About Joseph E. Hagan
With a funeral service career spanning 52 years at Joseph Gawler’s Sons Funeral Home in Washington, D.C., Hagan was known for arranging and directing the funerals of some of the highest government officials in the country, including presidents, Supreme Court justices, senators and other diplomats. Assisting in the funerals of notables such as President Dwight Eisenhower, FBI Director J. Edgar Hoover and U.S. Supreme Court Justice Thurgood Marshall, he was most noted for directing the highly profiled funeral of President John F. Kennedy in November 1963.
Despite all of the accolades he received during his life, he never parted from his basic message that serving families is the paramount duty of funeral directors, and once stated: “It doesn’t make a difference how many calls a firm receives. Whether its 25 or 2,000 what counts is serving the needs of the families. A funeral director must not only be considerate, kind and understanding, he or she must really care about the families served and never move away from that principle.” Even after he became legally blind from muscular degeneration, Hagan’s commitment to funeral service never waned. He continued working at the funeral home as much as he could.
The Joseph E. Hagan Memorial Scholarship honors one of funeral service’s finest directors. Established in 2000 by the Foundation’s Board of Trustees, this $2,500 annual scholarship is awarded to full- or part-time students of funeral service enrolled in ABFSE-accredited programs.

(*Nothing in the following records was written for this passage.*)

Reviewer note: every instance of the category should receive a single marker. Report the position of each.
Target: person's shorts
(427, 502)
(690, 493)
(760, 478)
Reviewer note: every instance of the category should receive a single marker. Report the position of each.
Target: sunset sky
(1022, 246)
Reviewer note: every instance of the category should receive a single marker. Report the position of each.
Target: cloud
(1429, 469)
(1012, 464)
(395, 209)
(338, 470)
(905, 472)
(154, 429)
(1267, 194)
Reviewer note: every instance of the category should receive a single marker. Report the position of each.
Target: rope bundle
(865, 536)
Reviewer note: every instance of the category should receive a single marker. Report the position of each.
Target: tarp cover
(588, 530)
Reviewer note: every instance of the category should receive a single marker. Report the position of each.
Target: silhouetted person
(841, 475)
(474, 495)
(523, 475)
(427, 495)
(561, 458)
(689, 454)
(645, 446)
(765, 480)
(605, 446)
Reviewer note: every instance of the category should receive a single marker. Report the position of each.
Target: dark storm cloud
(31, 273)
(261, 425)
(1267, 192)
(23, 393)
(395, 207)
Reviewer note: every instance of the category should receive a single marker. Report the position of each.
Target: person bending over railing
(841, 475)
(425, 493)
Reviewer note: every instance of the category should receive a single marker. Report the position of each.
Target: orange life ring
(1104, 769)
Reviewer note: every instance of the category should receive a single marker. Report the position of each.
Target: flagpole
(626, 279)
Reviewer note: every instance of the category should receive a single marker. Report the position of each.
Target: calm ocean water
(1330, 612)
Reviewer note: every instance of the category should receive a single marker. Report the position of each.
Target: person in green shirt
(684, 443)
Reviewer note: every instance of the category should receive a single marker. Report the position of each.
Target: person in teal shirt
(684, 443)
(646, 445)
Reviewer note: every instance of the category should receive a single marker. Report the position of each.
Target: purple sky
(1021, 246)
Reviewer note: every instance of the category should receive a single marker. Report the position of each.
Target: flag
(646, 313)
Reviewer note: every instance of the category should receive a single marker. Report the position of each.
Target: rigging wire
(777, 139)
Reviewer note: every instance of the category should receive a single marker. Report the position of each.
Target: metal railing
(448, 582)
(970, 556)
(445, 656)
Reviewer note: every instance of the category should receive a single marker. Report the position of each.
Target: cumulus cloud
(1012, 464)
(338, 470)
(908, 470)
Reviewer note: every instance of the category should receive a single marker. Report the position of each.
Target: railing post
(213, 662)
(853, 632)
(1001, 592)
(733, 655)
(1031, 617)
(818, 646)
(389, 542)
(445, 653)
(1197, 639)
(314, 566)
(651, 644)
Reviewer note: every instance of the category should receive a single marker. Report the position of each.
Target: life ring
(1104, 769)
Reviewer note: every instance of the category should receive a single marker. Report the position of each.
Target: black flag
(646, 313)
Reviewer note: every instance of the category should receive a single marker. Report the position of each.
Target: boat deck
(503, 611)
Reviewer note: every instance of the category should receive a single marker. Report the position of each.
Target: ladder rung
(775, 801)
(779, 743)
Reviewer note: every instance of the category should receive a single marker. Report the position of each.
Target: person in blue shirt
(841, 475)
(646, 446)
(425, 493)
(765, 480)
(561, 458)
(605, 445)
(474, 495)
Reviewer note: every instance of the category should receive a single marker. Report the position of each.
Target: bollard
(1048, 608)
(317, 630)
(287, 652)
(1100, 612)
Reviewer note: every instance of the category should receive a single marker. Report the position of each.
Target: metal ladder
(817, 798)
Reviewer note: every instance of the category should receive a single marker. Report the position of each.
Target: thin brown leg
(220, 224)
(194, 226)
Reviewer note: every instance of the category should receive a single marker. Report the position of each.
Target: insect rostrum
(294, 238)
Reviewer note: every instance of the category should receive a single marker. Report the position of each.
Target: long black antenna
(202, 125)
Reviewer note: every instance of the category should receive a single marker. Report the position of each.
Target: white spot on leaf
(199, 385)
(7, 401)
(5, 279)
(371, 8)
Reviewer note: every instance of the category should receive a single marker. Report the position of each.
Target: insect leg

Recipients are selected by the Foundation’s Scholarship Sub-Committee Committee, which is made up of members of the Board of Trustees and other members from the funeral service community.
2014 Hagan Memorial Scholarship Recipients
Chastity Hartman of Metairie, La. earned the Joseph E. Hagan Memorial Scholarship to help with educational resources as she pursues her degree in mortuary science. Hartman was accepted into the ABFSE-accredited Funeral Service Education Program at Delgado Community College in New Orleans in 2014. Hartman has worked in the profession for several years and believes that becoming a licensed funeral director is the next natural step on her career path. “For as long at I can remember, I’ve wanted to work in the funeral profession,” said Hartman. “What started as a simple curiosity has become my calling.”
2013 Hagan Memorial Scholarship Recipients
James Lorenz, of Madison, Wisconsin, is a first-year student currently transitioning into a second a career as a funeral director after serving in the military. He believes the traits he learned as a soldier in service to our country will transfer well to a career in service within the funeral service profession. “For me, service calls to mind traits such as loyalty, value, confidence and satisfaction,” said Lorenz. “And, most importantly, this career path will allow me to ‘pay it forward’ to families in need, and follow in the footsteps of funeral service visionaries like Joseph E. Hagan.”
Richard Gausselin of Arlington Heights, IL is a third-year student, and is slated to graduate from Worsham March 2014. He became interested in joining the funeral service profession as a second career after 26 years in law enforcement. “During my police career, I have learned that I can genuinely improve the quality of life to the people in my community by consistently demonstrating compassion, empathy and active listening,” said Gausselin. “Becoming a funeral director is a natural step. I want to use my experience to make a sincere difference in people’s lives.”
Both Lorenz and Gausselin are perusing mortuary science degrees at Worsham College of Mortuary Science in Wheeling, Illinois. They were chosen from a field of several dozen applicants because of their commitment to the funeral service profession and deep interest in pioneering new ways to assist families with the memorialization of a loved one.